Summit County to become a ‘living laboratory’ for high altitude medical research
High Altitude Research Center expects to kick off its population study later this year
For the Summit Daily
Editor’s Note: Sponsored content brought to you by St. Anthony Summit Medical Center
The High Altitude Research Center will serve as a living laboratory for understanding optimal health while residing at high altitude. It will allow physicians, community members and scientific experts to collaborate in innovative studies with far-reaching significance. The official launch of its population health study is expected in late 2019.
It’s widely known that altitude has effects on the body — people from lower elevations often experience symptoms such as dehydration, sleep difficulties, higher blood pressure, fatigue and more — but a large-scale local study aims to dig deeper to determine how living at high altitude affects long-term health.
“This hasn’t been done with a large, population-based study, to our knowledge, anywhere in the world,” said Dr. Marshall Denkinger, chief medical informatics officer and lead investigator for Centura Health.
Denkinger is referring to the “living laboratory” that’s being created in Summit County by the High Altitude Research Center, a collaboration between Centura Health, St. Anthony Summit Medical Center and the University of Colorado School of Medicine, Division of Pulmonary Medicine.

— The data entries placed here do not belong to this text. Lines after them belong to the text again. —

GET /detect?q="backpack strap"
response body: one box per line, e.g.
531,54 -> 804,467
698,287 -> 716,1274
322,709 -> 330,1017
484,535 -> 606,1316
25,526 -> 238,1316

Kicking off later this year, the High Altitude Research Center will be studying Summit County residents to learn more about the effects of high altitude on the human body.
“The idea is to provide useful information to people who live in the community to use for their healthcare decision-making,” Denkinger said, “and to use this broad-based data to guide further, more specific research about high altitude’s health effects and medical conditions.”
Why Summit County?
Summit County’s life expectancy, 87 years, is the highest in the nation, according to a 2017 study published in the Journal of the American Medical Association.
Combine that with the fact that Summit County’s population is young, meaning they’ve only been living at high altitude for a generation or two, and you’ve got an interesting group of people for a high altitude-based study, Denkinger said.
“The population in Summit County was about 2,500 people in the mid-1960s, and now we have 30,000 residents — plus another 10,000 to 12,000 people in surrounding areas — living at or above 9,000 feet,” Denkinger said. “Summit County sort of chose itself for this study by virtue of the fact that it is the youngest high-altitude population in the world.”
Researchers are excited about learning what we don’t already know about high altitude’s effects on health.
“We have some window into the future of what we’re going to find based on what we already know — but what is the prevalence of altitude-related medical conditions, and what are those conditions,” Denkinger said.
Researchers want to study Summit County residents who live here year-round, or at least for six months out of the year. They’ll also be looking for residents who have been here for at least two or three years.
The High Altitude Research Center will be kicking off a coordinated public campaign very soon to provide detailed information to the community and begin the process of screening for eligibility.
“In order to be a valid study, it should be representative of the population of Summit County,” he said. “From a large group of people, we will identify a slightly smaller group of people, and there will need to be enrollment criteria that ensures we don’t get any selection bias.”
Using this sample population, crossing all boundaries of gender, age and ethnicity, researchers will begin to understand basic and more complex areas of the population’s health. Participants will answer a detailed questionnaire and then subsequent steps will be determined as the study progresses.
The High Altitude Research Center is still working on the specifics, such as the methodology, participants and other details which must be approved by an Institutional Review Board (ethical review).
Denkinger said there’s been a painstaking attention to detail during these preparations for the study.
“We have to take great care that we design this correctly. From a scientific standpoint, the study must be solid,” he said. “Researchers never want people coming back and picking apart their study’s design or statistical analyses.”
The expectation is that the Institutional Review Board approvals will come sometime in October, which means the High Altitude Research Center can launch its living laboratory soon thereafter.
“We’re really excited to give back to the Summit community incredibly helpful information about how to improve residents’ life and health, and potentially longevity, at high altitude,” Denkinger said.